Every patient reported that they experienced pain. Among the pain symptom categories, the most-common and most-severe symptom was ‘Sirim’ pain (NRS score=6.3±3.5, 84% of the patients had ‘Sirim’ pain and 59% of them showed an NRS score of >7) (Fig. 3), followed by tingling sensation (4.3±3.6), cold-evoked pain (3.8±4.1), electric-shock-like pain (3.6±3.3), burning pain (3.3±3.6), squeezing pain (2.9±3.5), and pins-and-needles sensation (2.2±2.9). Among pain symptoms, only the severity of ‘Sirim’ pain was associated with age (ρ=0.316, p=0.013): patients with more-severe ‘Sirim’ pain tended to be older. When we divided patients into two groups using a pain cutoff score of 4 on NRS, patients with higher pain scores (NRS score ≥4, n=47) were older (p=0.012), had longer disease duration (mean=52 months vs. 22 months in patients with NRS scores <4, p=0.008), and possible causes of SFN (47% vs. 0%, p<0.001).

Correlations between SFN-symptom and pain measures

Spearman's correlation analysis revealed weak positive correlations (ρ=0.3–0.5) between SFN-associated symptoms (Fig. 4). The frequencies of autonomic and sensory symptoms tended to be correlated with each other. However, burning feet was only correlated with hot flashes and sheet intolerance, while ‘Sirim’ was not correlated with other symptoms.

Most NPSI items exhibited significant correlations with each other. The correlations were strongest between squeezing and pressure pain (ρ=0.492, p<0.001), between stabbing pain and pins-and-needles sensation (ρ=0.559, p<0.0001), and between brush-evoked and pressure-evoked pain (ρ=0.720, p<0.0001). However, ‘Sirim’ pain was only positively correlated with cold-evoked pain (ρ=0.420, p<0.0001) and tingling sensation (ρ=0.248, p<0.0001).

QST and QSART

Fifty patients underwent both QST (CDT) and QSART, whose findings were abnormal in 76% (n=38) and 66% (n=33) of them, respectively. In 38 patients with abnormal CDT, elevated CDT was found in the foot of 26 patients (68%), while 14 patients (out of 26, 54%) also had abnormal CDT in the hand. QSART findings were abnormal in the foot in 24 patients (out of 33 patients with an abnormal result; 73%), while a length-dependent pattern of abnormality (abnormal QSART findings in the foot only; foot and distal leg; and foot, distal leg, and forearm) was found in 15 patients (45%). Global sudomotor dysfunction was found in 1 patient (3%), while regional or patchy sudomotor dysfunction was found in 17 patients (52%).
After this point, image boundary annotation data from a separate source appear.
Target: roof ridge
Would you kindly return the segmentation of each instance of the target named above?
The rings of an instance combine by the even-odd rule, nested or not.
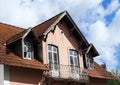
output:
[[[6,26],[11,26],[11,27],[14,27],[14,28],[19,28],[19,29],[25,29],[25,28],[18,27],[18,26],[12,25],[12,24],[8,24],[8,23],[0,22],[0,24],[6,25]]]
[[[63,12],[60,12],[60,13],[56,14],[55,16],[53,16],[53,17],[51,17],[51,18],[49,18],[49,19],[47,19],[47,20],[43,21],[42,23],[40,23],[40,24],[38,24],[38,25],[34,26],[34,27],[33,27],[33,29],[34,29],[35,27],[39,26],[39,25],[44,24],[45,22],[50,21],[51,19],[53,19],[53,18],[55,18],[55,17],[57,17],[57,16],[59,16],[59,15],[61,15],[61,14],[65,13],[65,12],[67,12],[67,11],[63,11]]]

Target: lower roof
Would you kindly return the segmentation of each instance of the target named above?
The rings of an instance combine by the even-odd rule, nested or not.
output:
[[[22,59],[21,57],[15,55],[12,52],[8,52],[6,46],[0,44],[0,64],[10,65],[10,66],[18,66],[18,67],[26,67],[32,69],[40,69],[40,70],[48,70],[47,66],[42,62],[33,59],[27,60]]]
[[[106,71],[102,66],[94,62],[94,69],[88,70],[90,77],[102,78],[102,79],[116,79],[110,72]]]

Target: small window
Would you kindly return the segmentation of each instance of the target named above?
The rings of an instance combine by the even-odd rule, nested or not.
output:
[[[30,42],[24,42],[24,58],[32,59],[32,46]]]
[[[85,59],[86,59],[86,67],[88,69],[93,69],[94,68],[94,66],[93,66],[93,58],[90,55],[86,55]]]
[[[54,45],[48,45],[48,59],[49,63],[58,64],[58,48]]]
[[[78,64],[78,52],[76,50],[69,50],[70,64],[72,66],[79,66]]]

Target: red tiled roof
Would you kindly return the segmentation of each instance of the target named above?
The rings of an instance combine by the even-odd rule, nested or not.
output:
[[[14,39],[16,39],[16,36],[20,36],[21,34],[23,34],[23,32],[24,29],[22,28],[0,23],[0,63],[11,66],[48,70],[46,65],[36,59],[22,59],[14,53],[8,52],[8,48],[6,48],[6,46],[4,45],[6,41],[11,37],[15,37]]]
[[[116,79],[110,72],[106,71],[102,66],[94,62],[94,70],[88,70],[90,77]]]
[[[22,32],[24,29],[0,23],[0,43],[5,44],[8,39]]]

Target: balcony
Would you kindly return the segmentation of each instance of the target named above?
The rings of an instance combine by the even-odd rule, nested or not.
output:
[[[87,70],[70,65],[48,64],[49,71],[47,76],[58,80],[73,80],[79,82],[88,82]]]

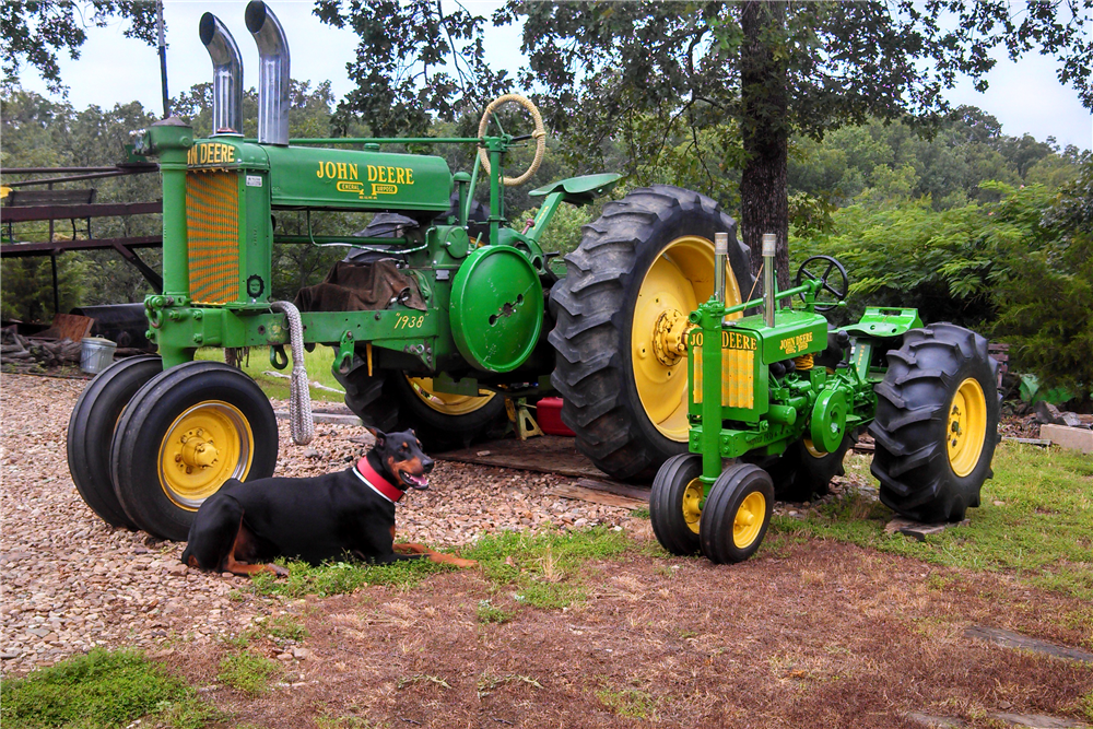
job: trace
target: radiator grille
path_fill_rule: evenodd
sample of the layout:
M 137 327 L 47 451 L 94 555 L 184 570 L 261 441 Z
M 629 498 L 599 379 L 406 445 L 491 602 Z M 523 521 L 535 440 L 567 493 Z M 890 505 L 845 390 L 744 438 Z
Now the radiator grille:
M 186 175 L 190 297 L 197 304 L 239 298 L 239 188 L 236 173 Z
M 702 402 L 702 348 L 693 346 L 694 402 Z M 721 350 L 721 407 L 748 408 L 755 404 L 755 351 Z

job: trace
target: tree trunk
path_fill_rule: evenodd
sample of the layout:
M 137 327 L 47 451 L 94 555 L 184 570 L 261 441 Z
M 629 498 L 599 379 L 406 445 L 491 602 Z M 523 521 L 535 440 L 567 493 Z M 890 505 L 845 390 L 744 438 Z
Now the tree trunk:
M 781 290 L 789 287 L 788 71 L 786 54 L 779 58 L 775 50 L 785 43 L 785 2 L 752 0 L 741 5 L 740 131 L 748 161 L 740 179 L 740 232 L 756 273 L 763 263 L 763 234 L 777 236 L 775 263 Z

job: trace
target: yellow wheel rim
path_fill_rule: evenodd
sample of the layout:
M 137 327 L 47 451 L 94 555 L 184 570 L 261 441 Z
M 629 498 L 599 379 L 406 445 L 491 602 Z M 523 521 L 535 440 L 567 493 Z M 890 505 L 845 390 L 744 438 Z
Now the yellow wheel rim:
M 437 392 L 433 389 L 432 377 L 407 377 L 410 380 L 410 389 L 421 398 L 421 401 L 445 415 L 466 415 L 485 407 L 493 400 L 496 392 L 479 390 L 481 397 L 472 395 L 451 395 L 448 392 Z
M 766 518 L 766 497 L 762 492 L 753 491 L 741 502 L 737 515 L 732 518 L 732 543 L 737 549 L 747 549 L 759 537 Z
M 732 268 L 726 264 L 726 304 L 740 303 Z M 683 236 L 657 255 L 642 281 L 631 328 L 634 383 L 649 420 L 666 437 L 687 438 L 687 315 L 714 293 L 714 244 Z M 737 315 L 739 317 L 739 315 Z
M 968 377 L 953 396 L 949 405 L 949 425 L 945 428 L 945 447 L 949 465 L 956 475 L 967 475 L 975 470 L 987 438 L 987 399 L 983 388 Z
M 686 521 L 687 528 L 694 533 L 698 533 L 698 521 L 702 519 L 702 495 L 705 489 L 700 479 L 694 479 L 691 483 L 686 484 L 686 490 L 683 492 L 683 520 Z
M 221 400 L 198 403 L 175 419 L 160 445 L 160 485 L 189 512 L 228 479 L 247 477 L 255 434 L 239 409 Z

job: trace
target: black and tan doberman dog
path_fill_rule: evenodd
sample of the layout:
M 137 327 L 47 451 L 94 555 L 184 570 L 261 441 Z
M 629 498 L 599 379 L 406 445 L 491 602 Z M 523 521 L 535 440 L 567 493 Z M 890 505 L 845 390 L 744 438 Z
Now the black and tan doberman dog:
M 395 543 L 395 504 L 407 489 L 427 489 L 433 460 L 413 431 L 368 428 L 376 445 L 353 468 L 310 479 L 232 479 L 198 509 L 183 562 L 191 567 L 286 575 L 271 560 L 310 564 L 346 554 L 386 564 L 427 556 L 473 567 L 471 560 L 423 544 Z

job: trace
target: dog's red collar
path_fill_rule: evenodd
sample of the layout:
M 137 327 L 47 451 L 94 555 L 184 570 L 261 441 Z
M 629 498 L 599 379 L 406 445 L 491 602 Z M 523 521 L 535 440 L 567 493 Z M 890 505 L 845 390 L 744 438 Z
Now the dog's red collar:
M 387 479 L 379 475 L 376 469 L 372 468 L 372 463 L 368 462 L 367 458 L 359 460 L 353 471 L 362 481 L 372 486 L 377 494 L 392 504 L 406 495 L 404 491 L 391 485 Z

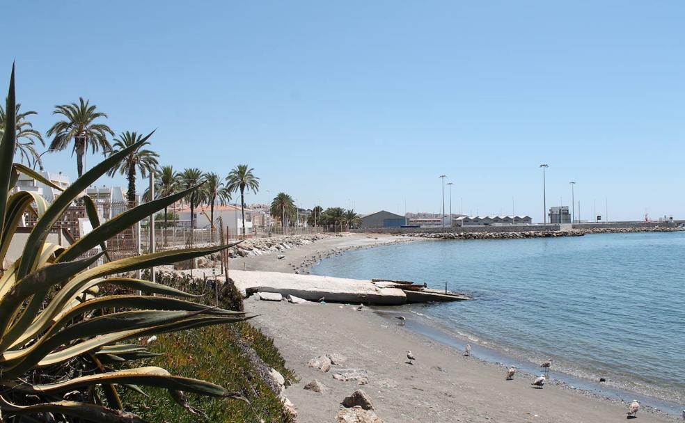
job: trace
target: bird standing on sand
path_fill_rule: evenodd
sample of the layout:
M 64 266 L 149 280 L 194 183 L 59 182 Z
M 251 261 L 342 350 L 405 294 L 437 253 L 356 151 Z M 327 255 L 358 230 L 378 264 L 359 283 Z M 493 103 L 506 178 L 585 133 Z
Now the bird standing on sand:
M 544 375 L 541 374 L 540 377 L 535 379 L 530 385 L 535 385 L 535 386 L 539 386 L 540 389 L 542 389 L 542 387 L 544 386 L 545 378 L 546 378 L 544 377 Z
M 414 358 L 414 354 L 411 353 L 411 351 L 407 351 L 407 358 L 409 360 L 407 362 L 409 364 L 410 364 L 410 365 L 414 365 L 414 363 L 411 362 L 411 361 L 414 360 L 416 360 Z
M 628 406 L 628 415 L 633 417 L 637 417 L 636 415 L 638 413 L 638 410 L 639 409 L 640 403 L 637 399 L 633 399 L 633 402 L 630 403 L 630 405 Z

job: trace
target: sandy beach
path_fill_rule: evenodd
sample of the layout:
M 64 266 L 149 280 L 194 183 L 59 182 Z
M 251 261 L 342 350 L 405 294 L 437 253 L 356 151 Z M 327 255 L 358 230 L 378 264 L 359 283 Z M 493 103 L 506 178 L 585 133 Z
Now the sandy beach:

We divided patients into three groups according to CDT and QSART results: 1) abnormal CDT and normal QSART findings (n=17), 2) normal CDT and abnormal QSART findings (n=12), and 3) abnormal CDT and abnormal QSART findings (n=21) (Fig. 5). The stabbing pain was more severe in the group with only abnormal CDT (odds ratio=2.23, 95% CI=1.02–4.87, p=0.045) than in the group with both abnormal CDT and abnormal QSART findings in multinomial multiple logistic regression analysis after controlling for age, sex, and disease duration. There were no significant differences in pain descriptors (NPSI and ‘Sirim’ pain) between the group with only abnormal QSART findings and the group with both abnormal CDT and QSART findings.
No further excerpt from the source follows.